Genome engineering, Restriction Endonucleases (REs), CRISPR/Cas, Off-targeting, bioinformatics tools for CRISPR/Cas off-targeting

INTRODUCTION: Genome engineering is defined as “direct or indirect tailored changes in manipulation of genetic makeup of organism to cause desired effects which is highly desirable in basic”. This new field originated a new revolution in biological research ¹.

The traditional method for gene modification is homologous recombination which is widely used in mouse embryonic stem cells to generate germline knockout or knocking mice. However, this method is not applicable in genetically modified mouse and humans.

To overcome this problem, currently there are several restriction endonucleases are available like Zinc-Finger nucleases (ZFNs), Transcription activator-like effectors nucleases (TALEN), Clustered regularly interspaced short palindromic repeats (CRISPR) and CRISPR-associated (Cas) ².

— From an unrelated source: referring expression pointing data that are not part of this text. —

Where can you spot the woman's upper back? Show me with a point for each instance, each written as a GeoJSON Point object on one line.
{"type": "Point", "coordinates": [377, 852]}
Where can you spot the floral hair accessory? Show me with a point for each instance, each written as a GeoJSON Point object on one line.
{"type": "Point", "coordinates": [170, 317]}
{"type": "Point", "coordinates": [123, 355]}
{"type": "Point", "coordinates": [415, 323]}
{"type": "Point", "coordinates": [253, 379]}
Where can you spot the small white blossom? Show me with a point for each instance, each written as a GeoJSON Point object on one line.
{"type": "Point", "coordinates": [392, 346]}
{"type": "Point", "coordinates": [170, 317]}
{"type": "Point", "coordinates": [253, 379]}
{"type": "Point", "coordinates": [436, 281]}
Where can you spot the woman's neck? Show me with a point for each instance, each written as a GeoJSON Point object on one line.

Out of these genome editing tools, we are focussing on widely used Clustered regularly interspaced short palindromic repeats (CRISPR) and CRISPR-associated (Cas) because Cas9 is a nuclease guided by small RNAs through Watson-Crick base pairing with target DNA which represents a system that is markedly easier to design, highly specific, efficient and well-suited for high-throughput and multiplexed gene editing for a variety of cell types and organisms ³.

Clustered, regularly interspaced, short, palindromic repeats (CRISPR)—Cas (CRISPR-associated) system is an adaptive, sequence specific, nucleic acid restriction machinery found in many bacteria and archaea which provide prokaryotes with an effective defence against mobile genetic elements like bacteriophages, plasmids, and transposons ⁴. Three types of (I–III) of CRISPR systems have been identified across a wide range of bacterial and archaeal hosts. Each system comprises a cluster of CRISPR-associated (Cas) genes, noncoding RNAs and a distinctive array of repetitive elements (direct repeats). These repeats are interspaced by short variable sequences20 derived from exogenous DNA targets known as protospacers, and together they constitute the CRISPR RNA (crRNA) array. Each protospacer is always associated with a protospacer adjacent motif (PAM), which can vary depending on the specific CRISPR system ⁵.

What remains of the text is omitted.